Question

What is the equation of the tangent to the curve y=x² at the point (1,1) ?

• A. y = x - 1
• B. y = 2x - 1
• C. y = 2x + 1
• D. y = x + 1

Answer 1

Answer: (B)

y = 2x - 1

Answer 2

To find the equation of the tangent to the curve $y=x^2$ at the point (1,1), we follow these steps:

1. Find the derivative of the curve's equation. The given curve is $y = x^2$. Differentiate $y$ with respect to $x$ to find the slope function: $\frac{dy}{dx} = \frac{d}{dx}(x^2) = 2x$

2. Calculate the slope of the tangent at the given point. The given point is (1,1). Substitute $x=1$ into the derivative to find the slope ($m$) of the tangent at this point: $m = \left.\frac{dy}{dx}\right|_{x=1} = 2(1) = 2$ So, the slope of the tangent line is 2.
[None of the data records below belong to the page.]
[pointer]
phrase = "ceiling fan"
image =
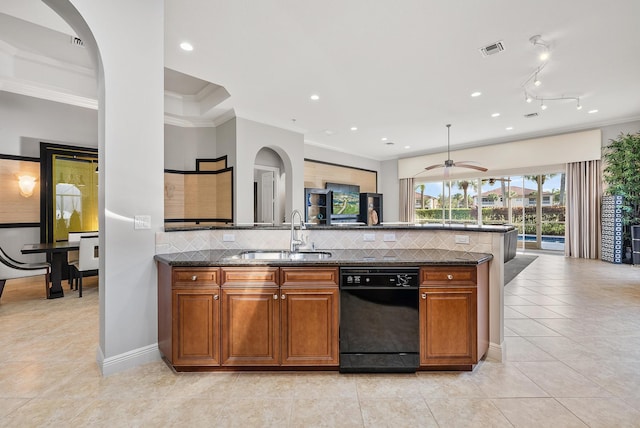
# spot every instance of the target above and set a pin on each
(449, 163)
(492, 181)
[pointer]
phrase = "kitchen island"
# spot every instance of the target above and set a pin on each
(220, 311)
(202, 245)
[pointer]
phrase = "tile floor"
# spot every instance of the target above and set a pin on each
(572, 329)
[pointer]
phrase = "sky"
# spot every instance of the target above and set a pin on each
(435, 189)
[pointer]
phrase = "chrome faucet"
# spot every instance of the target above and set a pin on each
(296, 239)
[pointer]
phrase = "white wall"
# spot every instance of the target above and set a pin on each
(25, 121)
(390, 190)
(612, 132)
(131, 146)
(183, 145)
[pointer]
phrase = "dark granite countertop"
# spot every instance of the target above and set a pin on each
(376, 257)
(351, 226)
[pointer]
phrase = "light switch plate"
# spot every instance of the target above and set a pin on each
(142, 222)
(462, 239)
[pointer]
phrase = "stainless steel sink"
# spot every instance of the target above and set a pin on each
(283, 255)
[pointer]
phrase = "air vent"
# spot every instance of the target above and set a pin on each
(77, 41)
(492, 49)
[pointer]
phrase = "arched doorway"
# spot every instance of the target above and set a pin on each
(269, 178)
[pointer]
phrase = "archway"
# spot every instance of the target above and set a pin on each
(269, 178)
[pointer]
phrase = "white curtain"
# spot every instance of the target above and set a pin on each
(407, 200)
(582, 226)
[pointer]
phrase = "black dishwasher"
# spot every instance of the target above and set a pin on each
(379, 319)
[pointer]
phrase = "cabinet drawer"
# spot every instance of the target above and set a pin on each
(196, 276)
(252, 277)
(310, 277)
(448, 275)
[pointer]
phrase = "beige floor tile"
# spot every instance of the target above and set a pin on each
(603, 412)
(466, 412)
(48, 375)
(520, 349)
(263, 385)
(255, 412)
(326, 412)
(405, 412)
(324, 385)
(498, 380)
(8, 405)
(449, 385)
(537, 412)
(529, 327)
(388, 386)
(510, 313)
(559, 380)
3. Use the point-slope form of a linear equation. The point-slope form of a line is $y - y_1 = m(x - x_1)$, where $(x_1, y_1)$ is a point on the line and $m$ is the slope. Here, $(x_1, y_1) = (1,1)$ and $m=2$. Substitute these values into the formula: $y - 1 = 2(x - 1)$

4. Simplify the equation. $y - 1 = 2x - 2$ Add 1 to both sides to solve for $y$: $y = 2x - 2 + 1$ $y = 2x - 1$

Thus, the equation of the tangent to the curve $y=x^2$ at the point (1,1) is $y = 2x - 1$.